I did most of the work in wax. I did recut the seats once it was in gold. I was surprised how low the center diamond was set in the mounting. I kept on burring deeper and deeper until the underbelly (pavilion) of the outer ring of diamonds rested on the crown facets of the center. (Trapping it in place). Luckily, I built up the prongs extra tall in the wax. It gave me the leverage to push the shared prongs over the diamonds with pliers rather then having to use a hammer hand piece which would have vibrated the stones like crazy when securing the stones. Then I simply trimmed and dressed the prongs to a triangle shape.
I love being asked to find solutions for a wedding set. For hers, she wanted a bypass design. So the design was quite obvious. I matched the heart motif and kept a similar width and profile.
I cast it in two pieces so I could better finish the inside of the bypass.
It is nice to see yellow gold making a come back.
Even with wanting to keep a similar bypass look, his ring had many possible design variations. He chose the center to be a half round band.
I used tungsten burnished to work harden the ring. It hardens the surface and makes to more scratch resistant.
You can check my whole website dedicated to drum and guitar rings.
http://musicianrings.com
But here is how I made my last order:
I use a Wolf Wax attachment to turn a #35 foredom hand piece into a mini router. I first ream out the tube to the desired finger size and then shape the wax to a plain basic band.
By changing the large cylinder bur to a wheel bur, I milled the step of the “rim” of the hoop. I Flipped the wax over and repeat the cut.
I marked out 8 equal lines for the placement of the lugs and tension rods.
For this design, I carved the lugs in the wax. By doing the rims, shell and lugs in one piece, it dramatically cut down the labor of assembling individual parts in metal. (Which I have done on some drum multi colored gold versions.)
Here is the finished wax after texturing the shell with a 1.0 mm ball bur for the finish the customer custom ordered.
The wax model is sprewed on to a rubber base and a metal cylinder is placed over that.
A special plaster is poured into the flask. When the plaster hardens the rubber base is removed, exposing the ends of the wax sprew. The flask is placed in a kiln.
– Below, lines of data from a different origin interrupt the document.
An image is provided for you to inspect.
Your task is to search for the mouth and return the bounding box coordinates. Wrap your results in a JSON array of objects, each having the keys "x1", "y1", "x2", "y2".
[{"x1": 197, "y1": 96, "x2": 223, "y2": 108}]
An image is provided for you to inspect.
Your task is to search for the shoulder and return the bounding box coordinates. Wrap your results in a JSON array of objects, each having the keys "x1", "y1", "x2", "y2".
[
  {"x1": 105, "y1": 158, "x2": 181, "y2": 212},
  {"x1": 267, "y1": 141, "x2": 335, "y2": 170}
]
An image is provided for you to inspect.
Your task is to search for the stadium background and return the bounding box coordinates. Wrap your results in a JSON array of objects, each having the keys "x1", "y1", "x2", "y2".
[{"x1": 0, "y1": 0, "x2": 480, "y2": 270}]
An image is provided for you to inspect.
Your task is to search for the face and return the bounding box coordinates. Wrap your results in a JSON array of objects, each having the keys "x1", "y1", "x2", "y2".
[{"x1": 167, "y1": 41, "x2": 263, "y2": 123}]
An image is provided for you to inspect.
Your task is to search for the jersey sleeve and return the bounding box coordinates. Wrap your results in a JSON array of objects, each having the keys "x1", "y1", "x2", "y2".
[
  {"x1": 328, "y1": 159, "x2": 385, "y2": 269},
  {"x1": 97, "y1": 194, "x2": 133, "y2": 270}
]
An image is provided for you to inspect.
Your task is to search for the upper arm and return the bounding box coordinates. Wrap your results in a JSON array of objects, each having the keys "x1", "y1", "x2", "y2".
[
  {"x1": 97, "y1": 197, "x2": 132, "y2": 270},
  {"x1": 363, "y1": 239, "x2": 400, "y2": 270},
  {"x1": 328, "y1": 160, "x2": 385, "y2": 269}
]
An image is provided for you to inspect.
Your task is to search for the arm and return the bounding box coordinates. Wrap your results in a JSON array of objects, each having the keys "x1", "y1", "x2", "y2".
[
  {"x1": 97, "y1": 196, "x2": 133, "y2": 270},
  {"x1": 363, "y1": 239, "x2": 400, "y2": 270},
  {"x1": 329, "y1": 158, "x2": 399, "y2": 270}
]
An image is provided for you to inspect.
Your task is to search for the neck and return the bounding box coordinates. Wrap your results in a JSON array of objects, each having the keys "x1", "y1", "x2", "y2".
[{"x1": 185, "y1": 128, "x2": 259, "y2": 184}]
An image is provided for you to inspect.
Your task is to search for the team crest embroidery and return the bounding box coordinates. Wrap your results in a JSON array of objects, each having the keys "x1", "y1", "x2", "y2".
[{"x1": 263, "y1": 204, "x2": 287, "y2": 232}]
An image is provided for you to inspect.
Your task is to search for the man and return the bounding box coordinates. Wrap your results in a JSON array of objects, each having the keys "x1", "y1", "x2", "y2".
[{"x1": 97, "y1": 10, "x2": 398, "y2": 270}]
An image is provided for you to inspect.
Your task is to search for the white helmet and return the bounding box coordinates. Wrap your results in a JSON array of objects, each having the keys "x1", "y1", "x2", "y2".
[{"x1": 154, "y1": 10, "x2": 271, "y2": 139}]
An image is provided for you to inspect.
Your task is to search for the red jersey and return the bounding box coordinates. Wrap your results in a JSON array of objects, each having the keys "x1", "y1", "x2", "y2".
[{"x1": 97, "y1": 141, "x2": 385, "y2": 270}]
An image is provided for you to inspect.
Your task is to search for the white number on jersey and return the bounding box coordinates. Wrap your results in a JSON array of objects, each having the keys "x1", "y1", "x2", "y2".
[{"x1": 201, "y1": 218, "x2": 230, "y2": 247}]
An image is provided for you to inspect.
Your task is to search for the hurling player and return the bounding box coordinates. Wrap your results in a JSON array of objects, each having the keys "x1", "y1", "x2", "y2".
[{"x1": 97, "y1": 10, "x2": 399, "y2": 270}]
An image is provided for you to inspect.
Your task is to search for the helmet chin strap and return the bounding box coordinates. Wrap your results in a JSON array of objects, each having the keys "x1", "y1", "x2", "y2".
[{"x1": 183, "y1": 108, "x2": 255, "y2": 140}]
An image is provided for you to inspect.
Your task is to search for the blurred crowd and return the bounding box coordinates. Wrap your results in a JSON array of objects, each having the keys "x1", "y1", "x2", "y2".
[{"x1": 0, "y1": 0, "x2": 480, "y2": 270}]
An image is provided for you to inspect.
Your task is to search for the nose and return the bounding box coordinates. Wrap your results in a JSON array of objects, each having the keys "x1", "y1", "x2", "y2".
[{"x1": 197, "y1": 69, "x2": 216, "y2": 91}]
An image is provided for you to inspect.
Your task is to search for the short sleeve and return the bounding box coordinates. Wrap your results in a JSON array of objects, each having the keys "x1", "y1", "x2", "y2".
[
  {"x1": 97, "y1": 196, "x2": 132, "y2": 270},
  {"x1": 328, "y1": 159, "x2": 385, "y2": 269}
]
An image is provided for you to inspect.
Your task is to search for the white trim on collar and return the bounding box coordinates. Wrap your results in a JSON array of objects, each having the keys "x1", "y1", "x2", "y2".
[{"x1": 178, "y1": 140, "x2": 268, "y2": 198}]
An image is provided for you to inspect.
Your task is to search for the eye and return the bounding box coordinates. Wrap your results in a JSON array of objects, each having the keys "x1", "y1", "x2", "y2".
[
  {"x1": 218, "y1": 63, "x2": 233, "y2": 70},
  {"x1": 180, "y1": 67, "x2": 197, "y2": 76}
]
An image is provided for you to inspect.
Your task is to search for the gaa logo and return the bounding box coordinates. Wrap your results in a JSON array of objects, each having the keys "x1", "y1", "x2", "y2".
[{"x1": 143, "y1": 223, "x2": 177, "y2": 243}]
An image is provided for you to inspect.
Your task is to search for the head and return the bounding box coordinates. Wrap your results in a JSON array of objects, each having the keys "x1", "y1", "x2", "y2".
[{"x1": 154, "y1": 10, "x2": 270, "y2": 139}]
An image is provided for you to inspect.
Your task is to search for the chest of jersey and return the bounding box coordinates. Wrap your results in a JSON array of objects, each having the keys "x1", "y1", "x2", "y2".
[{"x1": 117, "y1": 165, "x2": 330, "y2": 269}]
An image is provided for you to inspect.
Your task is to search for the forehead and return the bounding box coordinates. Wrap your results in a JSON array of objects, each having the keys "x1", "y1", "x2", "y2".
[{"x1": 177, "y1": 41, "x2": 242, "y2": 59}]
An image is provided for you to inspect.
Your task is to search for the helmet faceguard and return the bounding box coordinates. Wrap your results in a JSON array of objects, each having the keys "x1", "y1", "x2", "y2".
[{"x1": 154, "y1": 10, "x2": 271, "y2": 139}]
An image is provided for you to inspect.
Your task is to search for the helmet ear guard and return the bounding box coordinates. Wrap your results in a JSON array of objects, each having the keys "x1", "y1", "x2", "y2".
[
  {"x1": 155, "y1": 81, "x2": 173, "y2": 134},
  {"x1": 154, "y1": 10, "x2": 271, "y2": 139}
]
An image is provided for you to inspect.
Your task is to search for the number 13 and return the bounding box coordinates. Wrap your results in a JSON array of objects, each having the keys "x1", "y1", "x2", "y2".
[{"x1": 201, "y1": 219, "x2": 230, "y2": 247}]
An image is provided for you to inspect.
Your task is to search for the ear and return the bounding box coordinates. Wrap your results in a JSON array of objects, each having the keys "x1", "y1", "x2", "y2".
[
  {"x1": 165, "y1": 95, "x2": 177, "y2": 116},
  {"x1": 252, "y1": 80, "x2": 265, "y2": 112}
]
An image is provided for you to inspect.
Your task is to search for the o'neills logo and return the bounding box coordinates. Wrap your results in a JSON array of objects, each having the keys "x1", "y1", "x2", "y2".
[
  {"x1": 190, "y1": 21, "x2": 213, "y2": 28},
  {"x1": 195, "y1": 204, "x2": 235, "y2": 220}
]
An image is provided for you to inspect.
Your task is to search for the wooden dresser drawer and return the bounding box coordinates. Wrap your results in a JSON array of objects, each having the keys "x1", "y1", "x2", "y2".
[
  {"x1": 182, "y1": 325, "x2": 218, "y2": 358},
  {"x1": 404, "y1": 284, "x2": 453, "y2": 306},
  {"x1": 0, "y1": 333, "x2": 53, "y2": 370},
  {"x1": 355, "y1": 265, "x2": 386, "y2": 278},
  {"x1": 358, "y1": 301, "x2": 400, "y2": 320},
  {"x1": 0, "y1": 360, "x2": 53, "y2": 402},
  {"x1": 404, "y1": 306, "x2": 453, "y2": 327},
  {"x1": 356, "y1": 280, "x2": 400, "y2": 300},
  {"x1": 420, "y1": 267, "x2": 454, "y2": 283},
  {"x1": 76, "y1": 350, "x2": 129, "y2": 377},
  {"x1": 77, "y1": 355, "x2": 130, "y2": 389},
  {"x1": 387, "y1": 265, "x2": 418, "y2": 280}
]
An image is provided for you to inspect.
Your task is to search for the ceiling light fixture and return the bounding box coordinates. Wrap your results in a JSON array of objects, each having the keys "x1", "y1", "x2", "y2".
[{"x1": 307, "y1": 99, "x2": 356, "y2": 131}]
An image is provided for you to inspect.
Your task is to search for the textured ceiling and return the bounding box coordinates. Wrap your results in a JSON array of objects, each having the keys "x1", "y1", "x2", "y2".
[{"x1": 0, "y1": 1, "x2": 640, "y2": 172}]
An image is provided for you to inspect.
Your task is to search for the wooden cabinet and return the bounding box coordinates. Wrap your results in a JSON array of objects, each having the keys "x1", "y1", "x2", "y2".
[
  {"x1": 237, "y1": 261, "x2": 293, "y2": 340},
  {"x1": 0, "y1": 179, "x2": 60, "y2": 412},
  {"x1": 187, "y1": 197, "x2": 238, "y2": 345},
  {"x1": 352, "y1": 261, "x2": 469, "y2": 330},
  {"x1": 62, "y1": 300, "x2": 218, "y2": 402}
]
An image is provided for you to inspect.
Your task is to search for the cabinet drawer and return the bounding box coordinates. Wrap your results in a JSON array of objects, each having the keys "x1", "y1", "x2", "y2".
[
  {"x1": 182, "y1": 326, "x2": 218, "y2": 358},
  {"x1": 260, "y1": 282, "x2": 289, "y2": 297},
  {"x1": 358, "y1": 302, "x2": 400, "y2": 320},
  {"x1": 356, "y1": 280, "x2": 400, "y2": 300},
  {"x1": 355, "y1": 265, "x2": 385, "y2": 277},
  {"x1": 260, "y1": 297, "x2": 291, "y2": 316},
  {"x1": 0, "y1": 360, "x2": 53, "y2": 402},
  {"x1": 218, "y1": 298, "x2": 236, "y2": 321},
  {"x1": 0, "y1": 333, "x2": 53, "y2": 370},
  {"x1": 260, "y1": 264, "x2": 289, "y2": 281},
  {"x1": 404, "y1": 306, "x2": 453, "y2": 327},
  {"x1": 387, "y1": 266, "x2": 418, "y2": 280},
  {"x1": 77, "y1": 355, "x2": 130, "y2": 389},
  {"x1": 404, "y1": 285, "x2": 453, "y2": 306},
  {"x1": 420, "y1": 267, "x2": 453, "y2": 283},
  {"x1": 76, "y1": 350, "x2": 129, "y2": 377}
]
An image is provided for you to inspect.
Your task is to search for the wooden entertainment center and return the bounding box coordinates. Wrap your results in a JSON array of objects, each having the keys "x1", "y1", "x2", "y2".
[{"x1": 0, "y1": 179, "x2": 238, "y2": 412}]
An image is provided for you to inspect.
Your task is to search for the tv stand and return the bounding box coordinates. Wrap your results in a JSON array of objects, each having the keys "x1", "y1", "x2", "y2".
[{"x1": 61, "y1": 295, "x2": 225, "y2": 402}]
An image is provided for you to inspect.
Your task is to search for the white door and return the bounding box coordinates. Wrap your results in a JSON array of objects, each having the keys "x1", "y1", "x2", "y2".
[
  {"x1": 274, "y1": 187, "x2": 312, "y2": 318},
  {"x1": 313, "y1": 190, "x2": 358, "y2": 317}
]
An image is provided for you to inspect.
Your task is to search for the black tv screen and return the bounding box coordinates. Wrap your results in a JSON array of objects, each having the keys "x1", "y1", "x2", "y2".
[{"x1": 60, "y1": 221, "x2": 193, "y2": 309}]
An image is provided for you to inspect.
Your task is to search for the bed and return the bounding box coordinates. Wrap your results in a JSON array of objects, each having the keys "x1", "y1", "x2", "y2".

As the temperature rises, the wax melts out, leaving a cavity of exactly what was carved.
The molten metal is “shot” into the flask with the aid of a centrifuge.
Here is a flask just after casting.
When you dunk the mold in water, the plaster breaks down.
Here is the rough casting with the sprew and “button”. You always need to carefully calculate how much metal you use to cast with. Too much, and molten metal would go flying out after overfilling the mold. Too little, and the ring is incomplete or plagued with porosity. (Small voids)
The ring is cut off of the button and goes through a process of sanding and polishing. The button can be used in the next casting along with the addition of more new metal.
I am working on the tension rods. Holes are drilled and wire is soldered in place.